けれど、幽霊と会話をするのはこれが初めてであった。
「ありがとう………幽霊さん」
「………俺の声が聞こえるのか」
幽霊騎士さんは、僅かに眉を寄せたように見えた。驚いているというより、私を値踏みしているみたいで………。少しだけ緊張する。
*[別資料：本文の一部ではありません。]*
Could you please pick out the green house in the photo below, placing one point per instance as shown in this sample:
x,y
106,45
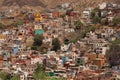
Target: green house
x,y
39,32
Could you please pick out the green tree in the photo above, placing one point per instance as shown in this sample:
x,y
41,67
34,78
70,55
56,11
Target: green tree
x,y
116,21
56,44
2,25
38,40
4,76
15,77
34,48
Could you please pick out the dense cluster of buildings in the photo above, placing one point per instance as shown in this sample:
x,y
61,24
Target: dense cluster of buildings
x,y
82,60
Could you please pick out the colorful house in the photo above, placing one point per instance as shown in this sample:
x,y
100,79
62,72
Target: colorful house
x,y
39,32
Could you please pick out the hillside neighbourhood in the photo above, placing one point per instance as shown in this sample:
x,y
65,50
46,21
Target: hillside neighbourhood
x,y
60,43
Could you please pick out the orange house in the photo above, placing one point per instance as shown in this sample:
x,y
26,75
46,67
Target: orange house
x,y
56,14
99,62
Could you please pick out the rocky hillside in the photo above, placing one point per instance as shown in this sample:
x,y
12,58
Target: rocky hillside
x,y
78,4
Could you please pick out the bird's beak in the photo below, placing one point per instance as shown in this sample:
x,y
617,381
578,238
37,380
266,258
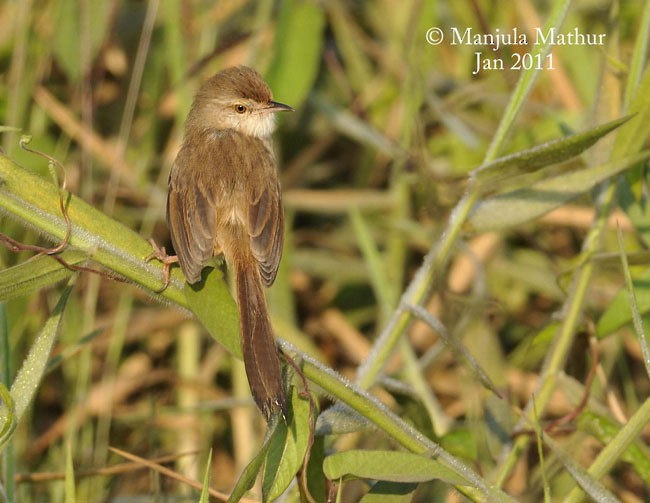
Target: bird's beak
x,y
274,106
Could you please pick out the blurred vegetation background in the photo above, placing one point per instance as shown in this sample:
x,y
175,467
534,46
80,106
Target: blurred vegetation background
x,y
378,154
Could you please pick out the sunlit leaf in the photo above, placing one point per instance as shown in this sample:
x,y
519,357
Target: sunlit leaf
x,y
299,38
212,304
205,491
387,465
288,449
513,208
36,273
31,372
532,159
249,474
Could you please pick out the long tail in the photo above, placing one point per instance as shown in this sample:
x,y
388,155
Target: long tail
x,y
257,340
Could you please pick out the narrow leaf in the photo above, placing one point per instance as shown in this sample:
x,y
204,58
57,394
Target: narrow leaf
x,y
249,474
552,152
288,449
618,313
634,308
592,487
29,376
70,492
37,273
205,492
299,37
34,203
508,210
390,492
7,416
388,465
605,430
212,304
そして彼は、そのまま大した言葉も交わさずに立ち去ろうとした。私は慌てて叫ぶ。
「待って!!」
振り返った彼に、思い切って頼み込む。頼れるのは、この人しかいない。
「お願い、この廃墟を出るまで………私を運んで欲しいの」
忘れかけていたが、私の脚はかなりの怪我を負っていて、歩くことはおろか、立つことも難しかった。震える声で頼み込むと、彼はしばしば黙した後、冷ややかに言い放つ。
「ここに入ったのはお前自身だろう」
「………そ、そうだけど………」
至極真っ当な意見。しかし、それに納得する訳にもいかない。思わず食い下がったが、彼は淡々と私を見下ろすだけであった。ならば仕方ない、私はカバンから部誌を取り出し、必死に言葉を重ねる。
「私、オカルト研究部なんだ。この辺、最近インフルエンサーとかオカルト好きとかが忍び込んできて、騒がしいでしょ?」
「……………」
「だから、ここが本当に"出る"って証明できれば、冷やかしで来る人も減ると思って………」
ここでの実体験や写真なんかを学校新聞に取り上げて、噂を広めれば、また以前のような静かな廃墟に戻るかな、という安直な考えからの行動だった。決して私は、冷やかしで来た訳ではない。
私の話を聞いた彼は、少しだけ雰囲気が和らいだ気がした。畳み掛けるように、私の正直な気持ちも伝える。
「私、幽霊が怖くないの。むしろ………安らかに過ごして欲しいって思ってる」
ふと、画面の奥から息が溢れた。小さな溜息。そして、次の瞬間。
彼の腕が私の膝裏に回り、軽々と抱き上げられていた。
「えっ………」
冷たい体温が、制服越しに伝わる。けれど胸の奥は、逆に熱くなって息が詰まる。お伽話のお姫様みたいな姿勢で、私は幽霊騎士に抱きかかえられていた。
「………何を驚く。頼んだのはお前だろう」
「ほ、本当に………運んでくれるの………?」
彼はそっぽを向き、咳払いを1つ。どうやら肯定らしい。
「ありがとう!目隠しさん!!」
嬉しさのあまり、思わず首に腕を回す。硬直した彼の体から、微かな動揺が伝わってきた。
「………軽率なことはするな」
低い声が叱るように響く。けれど、その言葉の裏にあるのは怒りではなく、照れ隠し。そんな気がして、私は小さく笑ってしまった。
こうして私は、幽霊騎士の腕に抱かれながら、この廃墟からの脱出を目指すことになったのだった。